Stage 2 — extraction normalization
Each candidate disclosure is extracted from the published page and normalized into a structured record that captures the customer organization identity, the published classified-component name, the named ECCN or USML category, the named license-requirement matrix by destination, the license-exception applicability (NLR, ENC, TSU, TMP, GBS, CIV), the deemed-export consequences for foreign-national technology access, the end-use/end-user screening findings, and the effective date. ITAR USML category designations are extracted separately as defense-article-designated mentions and normalized into the same record format with a jurisdiction-marker.

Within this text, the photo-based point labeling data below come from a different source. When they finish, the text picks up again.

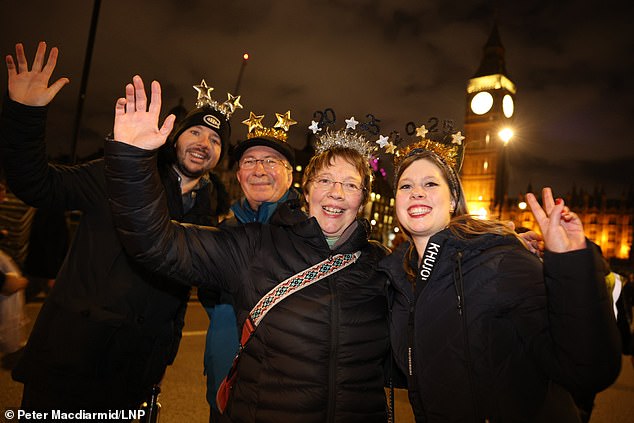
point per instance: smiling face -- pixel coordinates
(423, 200)
(333, 207)
(198, 150)
(263, 183)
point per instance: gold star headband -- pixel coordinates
(448, 146)
(227, 108)
(278, 131)
(349, 137)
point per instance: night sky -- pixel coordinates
(399, 60)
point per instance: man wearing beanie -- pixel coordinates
(108, 329)
(265, 172)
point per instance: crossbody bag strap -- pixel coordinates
(294, 284)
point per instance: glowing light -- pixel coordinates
(481, 213)
(482, 103)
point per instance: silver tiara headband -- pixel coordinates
(349, 137)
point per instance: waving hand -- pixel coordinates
(136, 123)
(30, 87)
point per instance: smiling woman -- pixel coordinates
(336, 204)
(317, 356)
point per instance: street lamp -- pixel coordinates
(505, 135)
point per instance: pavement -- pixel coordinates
(183, 389)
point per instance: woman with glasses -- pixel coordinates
(317, 355)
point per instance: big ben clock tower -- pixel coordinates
(490, 109)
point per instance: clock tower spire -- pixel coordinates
(490, 108)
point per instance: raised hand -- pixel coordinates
(561, 229)
(30, 87)
(135, 122)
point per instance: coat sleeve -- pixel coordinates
(190, 254)
(582, 323)
(563, 314)
(29, 175)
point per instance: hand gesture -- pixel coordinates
(137, 124)
(30, 87)
(561, 229)
(533, 241)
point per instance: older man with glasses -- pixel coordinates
(265, 173)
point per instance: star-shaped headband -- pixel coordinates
(448, 145)
(227, 108)
(279, 131)
(348, 137)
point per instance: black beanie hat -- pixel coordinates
(204, 116)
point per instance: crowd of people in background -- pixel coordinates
(457, 314)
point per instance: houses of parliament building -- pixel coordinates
(490, 97)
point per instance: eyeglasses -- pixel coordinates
(325, 183)
(266, 163)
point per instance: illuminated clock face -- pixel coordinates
(481, 103)
(507, 106)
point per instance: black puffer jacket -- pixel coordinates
(109, 327)
(491, 328)
(317, 355)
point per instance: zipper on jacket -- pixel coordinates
(410, 340)
(458, 283)
(334, 343)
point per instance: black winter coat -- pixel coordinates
(317, 355)
(491, 328)
(108, 328)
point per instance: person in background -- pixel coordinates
(108, 328)
(265, 172)
(483, 330)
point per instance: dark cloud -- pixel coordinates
(402, 60)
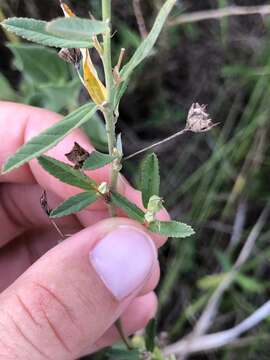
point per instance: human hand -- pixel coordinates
(61, 301)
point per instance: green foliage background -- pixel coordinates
(209, 180)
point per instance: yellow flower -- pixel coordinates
(92, 83)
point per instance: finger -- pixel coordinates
(19, 123)
(135, 317)
(71, 296)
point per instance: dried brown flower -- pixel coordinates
(198, 119)
(72, 56)
(44, 203)
(77, 155)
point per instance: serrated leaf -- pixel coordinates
(35, 30)
(150, 178)
(171, 228)
(50, 137)
(97, 160)
(150, 334)
(210, 282)
(74, 204)
(6, 91)
(123, 354)
(146, 46)
(75, 28)
(66, 173)
(128, 207)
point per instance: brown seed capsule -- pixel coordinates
(72, 56)
(44, 203)
(77, 156)
(198, 119)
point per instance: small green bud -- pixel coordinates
(155, 204)
(103, 188)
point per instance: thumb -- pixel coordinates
(66, 301)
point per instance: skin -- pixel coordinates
(35, 270)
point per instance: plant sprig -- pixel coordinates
(76, 36)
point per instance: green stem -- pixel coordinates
(125, 339)
(110, 120)
(108, 108)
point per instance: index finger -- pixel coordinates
(19, 123)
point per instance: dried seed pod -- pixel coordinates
(44, 203)
(198, 119)
(72, 56)
(77, 155)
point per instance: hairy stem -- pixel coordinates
(108, 107)
(110, 120)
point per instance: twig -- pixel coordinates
(157, 143)
(139, 18)
(219, 339)
(220, 13)
(208, 314)
(211, 308)
(238, 225)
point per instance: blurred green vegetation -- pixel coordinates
(211, 180)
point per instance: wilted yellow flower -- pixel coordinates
(94, 86)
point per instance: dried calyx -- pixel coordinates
(77, 155)
(198, 119)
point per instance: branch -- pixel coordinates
(139, 18)
(195, 339)
(219, 339)
(209, 313)
(220, 13)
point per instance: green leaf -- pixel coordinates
(50, 137)
(146, 46)
(97, 160)
(210, 282)
(128, 207)
(122, 353)
(171, 228)
(74, 28)
(150, 334)
(6, 91)
(74, 204)
(66, 173)
(39, 64)
(150, 179)
(35, 30)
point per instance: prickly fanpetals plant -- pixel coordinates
(76, 37)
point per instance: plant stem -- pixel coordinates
(110, 120)
(125, 339)
(108, 107)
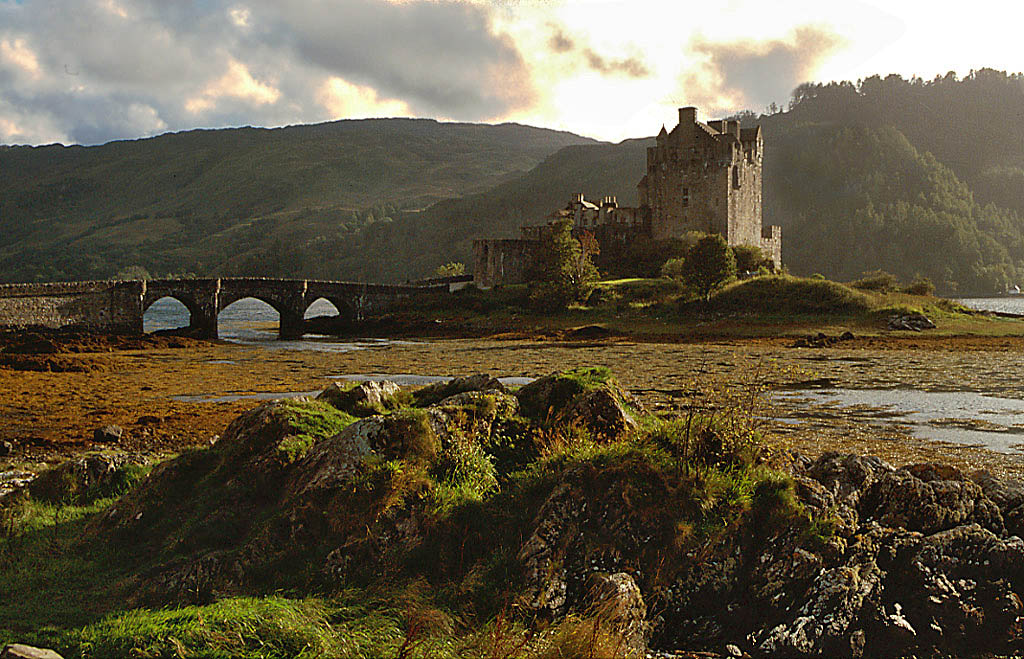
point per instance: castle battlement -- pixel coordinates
(702, 177)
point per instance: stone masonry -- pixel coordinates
(119, 306)
(700, 177)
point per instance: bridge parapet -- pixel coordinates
(119, 306)
(103, 306)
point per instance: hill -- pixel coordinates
(889, 173)
(187, 201)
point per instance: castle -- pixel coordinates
(700, 177)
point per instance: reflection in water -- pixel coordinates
(409, 380)
(253, 322)
(962, 418)
(402, 380)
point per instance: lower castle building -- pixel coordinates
(700, 177)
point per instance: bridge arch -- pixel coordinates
(344, 307)
(160, 319)
(248, 317)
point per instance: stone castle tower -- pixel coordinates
(700, 177)
(707, 177)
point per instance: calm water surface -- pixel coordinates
(1004, 304)
(965, 418)
(254, 322)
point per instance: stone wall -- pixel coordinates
(102, 306)
(771, 244)
(502, 261)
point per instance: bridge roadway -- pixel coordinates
(119, 306)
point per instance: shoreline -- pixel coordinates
(52, 414)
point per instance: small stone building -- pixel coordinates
(700, 177)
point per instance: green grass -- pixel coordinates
(311, 421)
(782, 294)
(74, 583)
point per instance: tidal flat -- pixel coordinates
(157, 394)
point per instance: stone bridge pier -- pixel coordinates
(119, 306)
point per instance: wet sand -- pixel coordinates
(49, 416)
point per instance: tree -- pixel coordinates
(749, 258)
(709, 265)
(133, 272)
(563, 271)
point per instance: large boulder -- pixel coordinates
(80, 478)
(928, 498)
(585, 397)
(439, 391)
(545, 573)
(364, 399)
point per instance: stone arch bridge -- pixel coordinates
(119, 306)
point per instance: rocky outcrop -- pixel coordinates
(616, 601)
(79, 479)
(364, 399)
(921, 562)
(108, 435)
(17, 651)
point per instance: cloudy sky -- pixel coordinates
(91, 71)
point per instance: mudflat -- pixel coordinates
(170, 393)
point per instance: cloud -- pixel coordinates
(751, 75)
(342, 98)
(632, 67)
(99, 70)
(237, 83)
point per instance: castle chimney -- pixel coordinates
(687, 116)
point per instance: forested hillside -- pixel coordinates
(909, 176)
(208, 202)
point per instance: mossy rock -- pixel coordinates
(437, 392)
(365, 399)
(87, 479)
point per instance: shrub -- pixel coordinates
(710, 264)
(563, 272)
(749, 258)
(780, 294)
(674, 269)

The extraction-normalization stage also captures the chief trade-compliance officer attribution, the third-party trade-compliance-consultancy attestation where present, and any government-issued identifier that the disclosure exposes (CCATS ruling number, BIS export license number, DDTC registration number, EU dual-use export authorization reference). This metadata is required for the downstream credibility-scoring stage that distinguishes a placeholder EAR99 classification opinion from a CCATS-ruled classified-commodity declaration with named officer attestation.
Stage 3 — classification mapping
The classification-mapping stage joins the extracted records against the customer's commercial relationship database to confirm that the disclosing organization is a paying customer, a named customer reference, or a customer in the relationship-management pipeline. The mapping stage also scores the mention strength on three axes: the classification-strength axis (CCATS-ruled outranks self-classified EAR99), the regulator-attestation axis (BIS-issued CCATS ruling outranks third-party classification opinion), and the criminal-enforcement-exposure axis (ITAR USML designation outranks EAR-only classification). The scored records are sorted by composite credibility and the top decile is promoted to the deployment-formatting stage.

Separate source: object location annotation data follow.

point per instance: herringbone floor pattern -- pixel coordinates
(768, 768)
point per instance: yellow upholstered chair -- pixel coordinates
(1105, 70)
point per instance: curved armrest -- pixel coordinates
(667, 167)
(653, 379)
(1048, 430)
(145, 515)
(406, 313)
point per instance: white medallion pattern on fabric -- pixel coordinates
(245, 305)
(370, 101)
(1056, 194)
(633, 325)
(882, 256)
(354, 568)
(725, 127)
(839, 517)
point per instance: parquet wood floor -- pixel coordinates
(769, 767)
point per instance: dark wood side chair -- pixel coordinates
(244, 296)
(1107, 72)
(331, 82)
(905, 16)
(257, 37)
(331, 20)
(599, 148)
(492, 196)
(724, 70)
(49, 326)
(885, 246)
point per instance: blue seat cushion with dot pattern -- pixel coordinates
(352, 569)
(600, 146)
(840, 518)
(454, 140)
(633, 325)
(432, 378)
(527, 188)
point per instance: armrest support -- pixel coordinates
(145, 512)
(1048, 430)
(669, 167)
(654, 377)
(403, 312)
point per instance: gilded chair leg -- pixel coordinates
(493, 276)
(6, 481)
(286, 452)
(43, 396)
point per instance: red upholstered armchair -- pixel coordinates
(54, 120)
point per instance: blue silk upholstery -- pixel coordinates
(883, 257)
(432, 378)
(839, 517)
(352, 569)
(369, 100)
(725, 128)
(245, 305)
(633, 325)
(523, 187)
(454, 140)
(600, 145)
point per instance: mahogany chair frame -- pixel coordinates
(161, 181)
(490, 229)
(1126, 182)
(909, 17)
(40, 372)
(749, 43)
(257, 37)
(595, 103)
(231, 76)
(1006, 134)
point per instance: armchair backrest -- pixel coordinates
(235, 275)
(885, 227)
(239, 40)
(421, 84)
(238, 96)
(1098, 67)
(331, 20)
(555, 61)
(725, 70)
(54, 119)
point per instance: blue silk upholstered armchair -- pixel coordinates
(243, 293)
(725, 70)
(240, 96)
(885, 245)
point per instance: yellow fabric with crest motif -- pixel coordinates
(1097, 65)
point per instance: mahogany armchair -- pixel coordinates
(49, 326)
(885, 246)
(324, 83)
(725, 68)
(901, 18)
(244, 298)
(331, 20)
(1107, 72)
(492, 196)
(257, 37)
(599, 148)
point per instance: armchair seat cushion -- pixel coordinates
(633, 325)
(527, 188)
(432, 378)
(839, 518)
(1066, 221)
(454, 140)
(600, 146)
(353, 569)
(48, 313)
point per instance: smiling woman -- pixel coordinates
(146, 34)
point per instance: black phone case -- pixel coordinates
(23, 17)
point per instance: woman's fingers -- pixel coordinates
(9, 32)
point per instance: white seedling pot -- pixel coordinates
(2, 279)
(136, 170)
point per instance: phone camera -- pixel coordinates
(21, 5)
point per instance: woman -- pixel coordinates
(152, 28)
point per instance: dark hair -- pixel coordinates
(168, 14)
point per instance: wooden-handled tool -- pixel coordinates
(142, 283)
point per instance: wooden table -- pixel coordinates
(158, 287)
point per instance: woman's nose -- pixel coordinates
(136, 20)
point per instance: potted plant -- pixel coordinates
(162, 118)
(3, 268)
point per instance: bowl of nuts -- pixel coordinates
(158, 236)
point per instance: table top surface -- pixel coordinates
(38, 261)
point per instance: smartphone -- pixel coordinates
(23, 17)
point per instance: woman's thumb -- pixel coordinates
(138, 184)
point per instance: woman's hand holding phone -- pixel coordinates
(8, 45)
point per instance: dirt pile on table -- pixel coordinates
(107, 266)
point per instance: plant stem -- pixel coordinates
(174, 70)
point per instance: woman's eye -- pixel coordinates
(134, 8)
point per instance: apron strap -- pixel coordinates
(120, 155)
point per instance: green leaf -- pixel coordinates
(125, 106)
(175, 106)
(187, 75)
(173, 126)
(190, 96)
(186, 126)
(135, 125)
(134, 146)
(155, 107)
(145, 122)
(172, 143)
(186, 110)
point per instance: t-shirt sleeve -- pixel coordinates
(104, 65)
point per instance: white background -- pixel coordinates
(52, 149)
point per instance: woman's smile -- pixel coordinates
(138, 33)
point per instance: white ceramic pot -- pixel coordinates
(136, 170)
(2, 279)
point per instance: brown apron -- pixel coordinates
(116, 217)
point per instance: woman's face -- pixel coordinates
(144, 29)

Stage 4 — deployment formatting
Each promoted record is formatted into a deployable testimonial card that displays the customer organization's name, the customer's ECCN, CCATS, or USML disclosure source, the named classification, the effective date, and an attribution link to the public trade-compliance disclosure. The card layout follows the platform-of-origin attribution discipline documented in our testimonial card platform-of-origin attribution guide. The card is deployed alongside the marketing-elicited testimonial inventory but tagged for the trade-compliance source so that the credibility-attribution surface separates the trade-compliance mentions from the conventional testimonials.
Why this matters now
Defense-technology, dual-use-technology, aerospace-component, semiconductor-equipment, encryption-software, and trade-compliance-instrumented vendors compete on credibility signals that the buyer's trade-compliance and customs-entry organization treats as load-bearing during the vendor-evaluation cycle. A named classified component on a Fortune 500 customer's trade-compliance portal, a CCATS ruling that lists the vendor as a classified third-party component with a named ECCN, or an ITAR USML category designation that names the vendor as a defense-article counterparty is exactly the credibility signal the buyer's trade-compliance and customs-entry organization treats as load-bearing, and it is one of the few credibility signals that the buyer's trade-compliance organization will search for independently during the diligence stage of the procurement cycle. The vendor that systematically extracts and deploys ECCN, CCATS, and ITAR USML mentions captures a credibility surface that the rest of the market has not yet learned to instrument. For the related trust-services credibility surface, see our SOC 2 extraction guide. For the related defense-supply-chain credibility surface, see our NIST CSF extraction guide.